Football is truly unique due to its pace of play. Think about it. The average play from the line of scrimmage lasts anywhere between 5 to 7 seconds, and there’s anywhere from 25 to 35 seconds between each snap. Your coaches know this. They prepare for it. That’s why there’s little use for long-distance running beyond the occasional mile or 100-yard sprint. For life on the gridiron, conditioning must be tailored toward anaerobic training, to prepare players for the pace of the sport.
It’s also why 300 lb. offensive and defensive linemen can thrive on the same field as a wide receiver. But, that’s a story for another day.
Here are a few drills that can enhance your ability to perform in short bursts of energy, which is required for the sport of football.
Sprint ladders encourage speed, ability and coordination while building leg muscles. We suggest doing pairs of 10 yards, 20 yards and 30 yards (40 and 50 yards for skill positions), then 30, 20 and 10-yard sprints with 20 to 30 seconds between each sprint.
SPRINT SLIDE INTERVALS
Instead of an all-out 100-yard sprint, we suggest performing interval sets of 20-yard sprints and 20-yard strides for the full length of the field. Strides help players develop the ability to cover more ground in less time, resulting in greater speed production.
This is another drill that uses the full length of the field. We suggest starting at the corner of the end zone and striding for all 100 yards, focusing on long steps at a medium speed. Jog to the opposite side of the end zone, then do another 100-yard stride. Start at 3 to 4 sets early on and progress as the season nears.
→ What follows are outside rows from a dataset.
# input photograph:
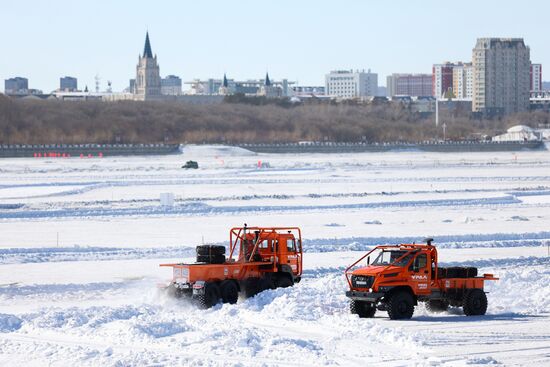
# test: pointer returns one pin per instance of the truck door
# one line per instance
(289, 254)
(420, 274)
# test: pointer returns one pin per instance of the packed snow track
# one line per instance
(81, 240)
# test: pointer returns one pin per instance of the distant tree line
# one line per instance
(234, 121)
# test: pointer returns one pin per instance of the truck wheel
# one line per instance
(230, 292)
(400, 305)
(211, 295)
(437, 305)
(475, 303)
(362, 308)
(284, 282)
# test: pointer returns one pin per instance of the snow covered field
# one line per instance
(81, 240)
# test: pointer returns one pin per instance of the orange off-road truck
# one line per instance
(397, 277)
(259, 258)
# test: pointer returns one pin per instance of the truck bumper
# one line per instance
(364, 296)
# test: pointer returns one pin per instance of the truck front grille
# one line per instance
(362, 281)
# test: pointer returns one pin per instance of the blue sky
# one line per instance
(299, 40)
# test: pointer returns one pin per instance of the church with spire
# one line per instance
(148, 83)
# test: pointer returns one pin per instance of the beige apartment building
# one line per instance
(463, 81)
(501, 76)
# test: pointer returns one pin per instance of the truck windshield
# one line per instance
(387, 257)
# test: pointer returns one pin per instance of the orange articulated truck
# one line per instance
(397, 277)
(259, 258)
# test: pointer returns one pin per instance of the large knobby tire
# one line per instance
(400, 305)
(284, 282)
(437, 305)
(229, 292)
(211, 259)
(475, 302)
(210, 297)
(210, 250)
(362, 308)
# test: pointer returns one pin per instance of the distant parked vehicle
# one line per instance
(190, 165)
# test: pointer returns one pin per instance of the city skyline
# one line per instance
(246, 39)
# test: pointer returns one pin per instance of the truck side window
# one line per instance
(420, 262)
(291, 245)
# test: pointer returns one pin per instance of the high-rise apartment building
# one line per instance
(17, 85)
(442, 79)
(414, 85)
(501, 76)
(147, 85)
(351, 84)
(536, 77)
(68, 84)
(463, 81)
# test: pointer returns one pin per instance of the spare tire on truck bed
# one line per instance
(210, 250)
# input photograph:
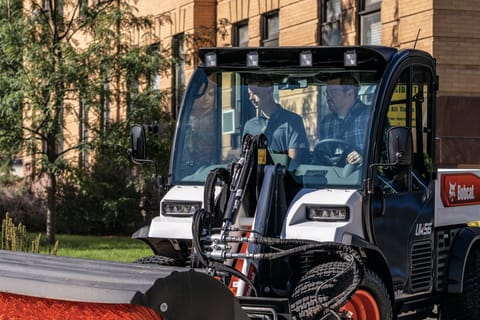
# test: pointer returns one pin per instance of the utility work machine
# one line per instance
(394, 235)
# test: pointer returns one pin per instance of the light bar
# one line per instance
(180, 208)
(350, 59)
(211, 59)
(306, 59)
(252, 59)
(328, 213)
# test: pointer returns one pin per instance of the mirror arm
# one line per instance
(369, 180)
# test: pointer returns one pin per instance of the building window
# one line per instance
(331, 14)
(240, 34)
(370, 24)
(270, 31)
(178, 79)
(154, 77)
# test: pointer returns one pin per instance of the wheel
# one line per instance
(465, 305)
(160, 260)
(315, 291)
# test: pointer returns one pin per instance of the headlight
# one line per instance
(180, 208)
(328, 213)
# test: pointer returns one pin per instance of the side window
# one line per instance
(395, 179)
(422, 99)
(410, 106)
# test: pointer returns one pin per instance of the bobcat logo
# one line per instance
(452, 193)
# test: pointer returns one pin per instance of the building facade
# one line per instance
(446, 29)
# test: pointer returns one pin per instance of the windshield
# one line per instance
(316, 122)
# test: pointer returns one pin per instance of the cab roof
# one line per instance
(285, 57)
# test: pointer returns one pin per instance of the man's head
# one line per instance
(260, 89)
(342, 91)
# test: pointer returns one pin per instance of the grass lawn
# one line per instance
(113, 248)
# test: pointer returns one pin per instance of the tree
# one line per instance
(69, 63)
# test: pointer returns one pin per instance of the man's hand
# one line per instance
(354, 158)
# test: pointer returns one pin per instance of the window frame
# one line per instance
(324, 22)
(178, 72)
(236, 41)
(269, 39)
(365, 12)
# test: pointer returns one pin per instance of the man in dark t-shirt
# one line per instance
(284, 129)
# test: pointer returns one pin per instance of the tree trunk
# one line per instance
(51, 207)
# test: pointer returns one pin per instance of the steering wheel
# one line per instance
(332, 152)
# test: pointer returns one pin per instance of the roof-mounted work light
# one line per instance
(211, 59)
(350, 59)
(252, 59)
(306, 59)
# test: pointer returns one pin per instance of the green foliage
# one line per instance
(16, 238)
(112, 248)
(46, 74)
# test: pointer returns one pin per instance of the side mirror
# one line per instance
(400, 146)
(138, 144)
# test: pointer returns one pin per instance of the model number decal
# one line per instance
(423, 229)
(460, 189)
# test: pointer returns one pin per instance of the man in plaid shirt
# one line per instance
(349, 117)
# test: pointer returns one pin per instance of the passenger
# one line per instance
(284, 129)
(349, 116)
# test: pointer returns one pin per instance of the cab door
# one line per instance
(402, 204)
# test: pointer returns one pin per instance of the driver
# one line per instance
(284, 129)
(349, 116)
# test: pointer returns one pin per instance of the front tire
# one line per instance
(369, 301)
(465, 305)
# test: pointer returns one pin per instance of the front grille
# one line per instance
(444, 242)
(422, 266)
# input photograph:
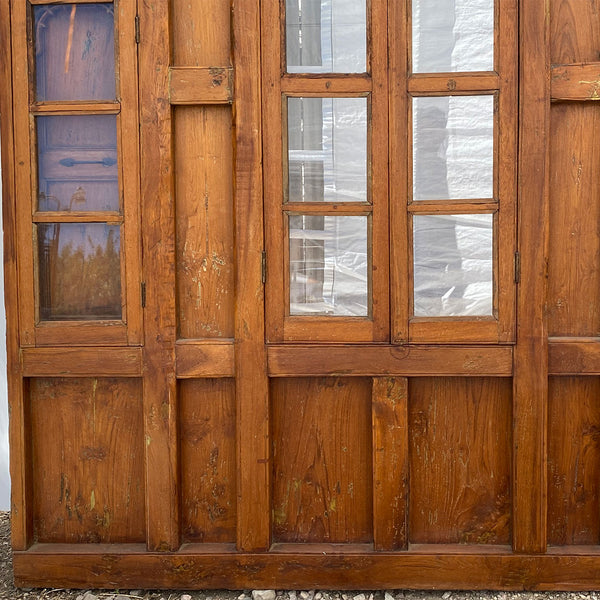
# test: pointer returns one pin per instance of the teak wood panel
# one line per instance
(87, 460)
(208, 460)
(460, 460)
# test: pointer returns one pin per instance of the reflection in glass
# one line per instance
(453, 147)
(75, 52)
(326, 36)
(453, 265)
(77, 163)
(328, 266)
(452, 35)
(79, 271)
(327, 149)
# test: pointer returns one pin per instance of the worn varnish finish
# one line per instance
(212, 440)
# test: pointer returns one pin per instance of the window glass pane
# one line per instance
(450, 36)
(453, 147)
(79, 271)
(327, 149)
(75, 52)
(77, 163)
(328, 266)
(326, 36)
(453, 265)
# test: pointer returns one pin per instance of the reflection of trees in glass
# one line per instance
(80, 278)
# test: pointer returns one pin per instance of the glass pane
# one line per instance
(327, 149)
(450, 36)
(328, 266)
(75, 52)
(453, 265)
(453, 147)
(79, 271)
(77, 163)
(326, 36)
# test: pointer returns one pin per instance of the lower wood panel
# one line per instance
(322, 460)
(574, 461)
(319, 570)
(460, 460)
(88, 460)
(208, 460)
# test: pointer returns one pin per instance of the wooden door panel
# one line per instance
(87, 460)
(460, 460)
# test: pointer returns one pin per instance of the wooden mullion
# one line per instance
(530, 401)
(20, 464)
(252, 385)
(160, 385)
(390, 463)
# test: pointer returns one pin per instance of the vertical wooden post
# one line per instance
(390, 463)
(21, 516)
(531, 352)
(158, 226)
(252, 386)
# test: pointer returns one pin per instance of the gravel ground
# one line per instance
(7, 589)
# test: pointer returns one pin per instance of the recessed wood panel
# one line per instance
(208, 460)
(574, 461)
(322, 460)
(204, 212)
(88, 460)
(460, 460)
(575, 31)
(574, 262)
(201, 32)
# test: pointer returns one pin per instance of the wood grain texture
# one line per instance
(574, 31)
(390, 463)
(201, 32)
(208, 460)
(574, 461)
(352, 571)
(576, 82)
(574, 261)
(322, 464)
(330, 359)
(531, 351)
(88, 460)
(201, 85)
(160, 322)
(204, 212)
(460, 461)
(252, 385)
(81, 362)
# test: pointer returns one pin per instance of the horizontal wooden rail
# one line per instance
(195, 359)
(81, 362)
(201, 85)
(404, 361)
(576, 82)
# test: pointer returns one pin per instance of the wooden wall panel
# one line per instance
(574, 267)
(204, 212)
(88, 460)
(575, 31)
(208, 459)
(574, 461)
(322, 460)
(198, 40)
(460, 460)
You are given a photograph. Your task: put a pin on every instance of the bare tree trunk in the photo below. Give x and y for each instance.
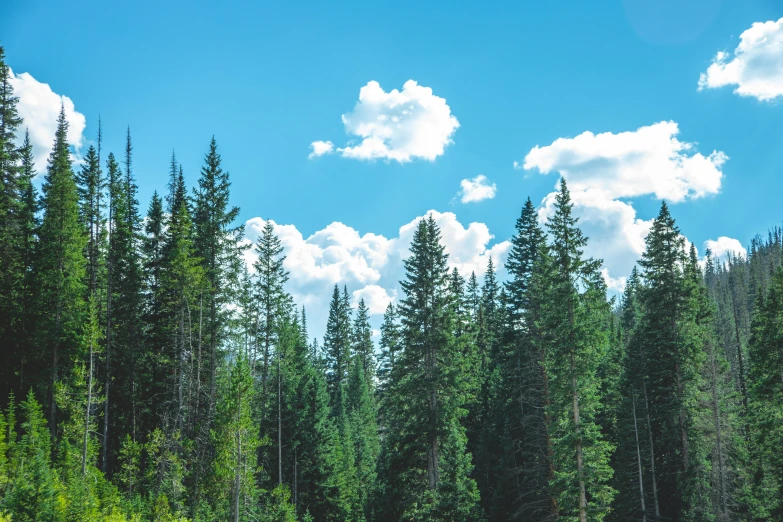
(652, 455)
(741, 370)
(432, 457)
(104, 448)
(238, 483)
(279, 424)
(683, 429)
(579, 456)
(87, 412)
(639, 460)
(180, 356)
(719, 438)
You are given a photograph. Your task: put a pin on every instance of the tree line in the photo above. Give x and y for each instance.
(149, 374)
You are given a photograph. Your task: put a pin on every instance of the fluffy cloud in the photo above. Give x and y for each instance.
(370, 265)
(396, 125)
(39, 107)
(320, 148)
(649, 160)
(603, 170)
(376, 298)
(476, 189)
(723, 246)
(755, 66)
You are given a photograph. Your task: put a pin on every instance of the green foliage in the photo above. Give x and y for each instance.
(189, 379)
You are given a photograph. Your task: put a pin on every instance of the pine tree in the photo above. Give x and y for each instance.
(60, 264)
(765, 394)
(11, 268)
(389, 348)
(33, 494)
(574, 318)
(362, 415)
(363, 347)
(90, 187)
(427, 466)
(18, 341)
(217, 244)
(337, 342)
(274, 307)
(528, 450)
(236, 442)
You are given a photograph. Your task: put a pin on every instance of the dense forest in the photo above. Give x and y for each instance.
(148, 374)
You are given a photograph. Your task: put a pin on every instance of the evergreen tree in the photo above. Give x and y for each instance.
(217, 244)
(33, 492)
(362, 416)
(337, 342)
(527, 453)
(428, 467)
(11, 267)
(90, 188)
(574, 317)
(60, 264)
(236, 442)
(389, 348)
(363, 347)
(765, 394)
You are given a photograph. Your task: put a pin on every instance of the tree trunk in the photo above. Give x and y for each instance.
(104, 449)
(639, 461)
(432, 453)
(579, 456)
(652, 455)
(279, 424)
(87, 412)
(719, 438)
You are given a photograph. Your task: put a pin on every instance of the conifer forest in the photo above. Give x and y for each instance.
(149, 374)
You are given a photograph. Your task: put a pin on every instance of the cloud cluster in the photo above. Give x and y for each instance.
(320, 148)
(370, 265)
(39, 107)
(603, 170)
(476, 189)
(755, 66)
(396, 125)
(723, 246)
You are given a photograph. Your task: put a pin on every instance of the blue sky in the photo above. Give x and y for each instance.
(269, 79)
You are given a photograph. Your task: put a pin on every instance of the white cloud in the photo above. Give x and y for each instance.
(39, 107)
(476, 189)
(602, 170)
(376, 298)
(613, 283)
(755, 66)
(398, 125)
(723, 246)
(649, 160)
(320, 148)
(370, 265)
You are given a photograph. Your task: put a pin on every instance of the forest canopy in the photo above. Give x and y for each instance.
(148, 373)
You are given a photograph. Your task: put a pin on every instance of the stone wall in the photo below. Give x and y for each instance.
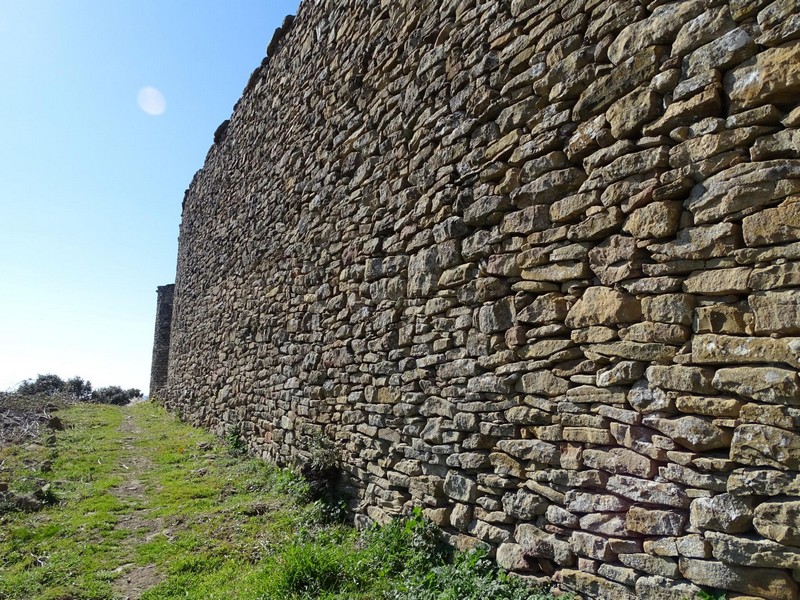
(160, 364)
(531, 265)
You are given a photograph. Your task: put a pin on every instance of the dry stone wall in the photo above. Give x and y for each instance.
(531, 265)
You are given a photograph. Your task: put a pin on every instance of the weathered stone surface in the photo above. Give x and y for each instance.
(628, 114)
(779, 521)
(595, 586)
(512, 557)
(771, 77)
(535, 450)
(726, 349)
(724, 52)
(684, 379)
(543, 383)
(767, 583)
(692, 432)
(730, 514)
(625, 78)
(763, 482)
(460, 488)
(603, 306)
(482, 225)
(740, 187)
(615, 259)
(761, 445)
(719, 282)
(750, 552)
(655, 522)
(648, 492)
(765, 384)
(659, 28)
(700, 242)
(773, 225)
(653, 221)
(661, 588)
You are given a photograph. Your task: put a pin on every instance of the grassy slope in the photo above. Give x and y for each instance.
(147, 503)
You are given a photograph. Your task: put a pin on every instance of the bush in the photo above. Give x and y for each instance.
(75, 389)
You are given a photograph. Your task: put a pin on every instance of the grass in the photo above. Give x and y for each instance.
(141, 502)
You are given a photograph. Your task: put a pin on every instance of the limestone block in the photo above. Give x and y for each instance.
(661, 588)
(779, 521)
(685, 379)
(646, 399)
(488, 210)
(703, 29)
(773, 226)
(623, 372)
(656, 522)
(762, 445)
(528, 220)
(726, 349)
(742, 186)
(603, 306)
(721, 318)
(728, 50)
(700, 242)
(627, 115)
(460, 488)
(767, 583)
(594, 586)
(597, 226)
(706, 103)
(535, 450)
(648, 492)
(512, 557)
(765, 384)
(542, 383)
(619, 460)
(497, 316)
(593, 546)
(652, 565)
(738, 550)
(771, 77)
(763, 482)
(616, 259)
(524, 505)
(712, 407)
(653, 221)
(726, 513)
(695, 433)
(719, 282)
(660, 27)
(625, 78)
(543, 545)
(547, 308)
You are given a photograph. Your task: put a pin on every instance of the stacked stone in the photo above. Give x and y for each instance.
(531, 265)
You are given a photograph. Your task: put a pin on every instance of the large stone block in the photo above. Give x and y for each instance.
(779, 521)
(603, 306)
(765, 384)
(771, 77)
(766, 583)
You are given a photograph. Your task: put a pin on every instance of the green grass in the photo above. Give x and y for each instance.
(137, 492)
This progressive sprint drill builds endurance for that all-important fourth quarter. Start by doing four 10-yard sprints with 10 seconds of rest in between. Then, move to four 20-yard sprints with 20 seconds of rest in between. Next, try four 30-yard sprints with 30 seconds of rest in between. If you get through that, alternate 20-yard sprints and strides for a full field with 30 seconds between each segment.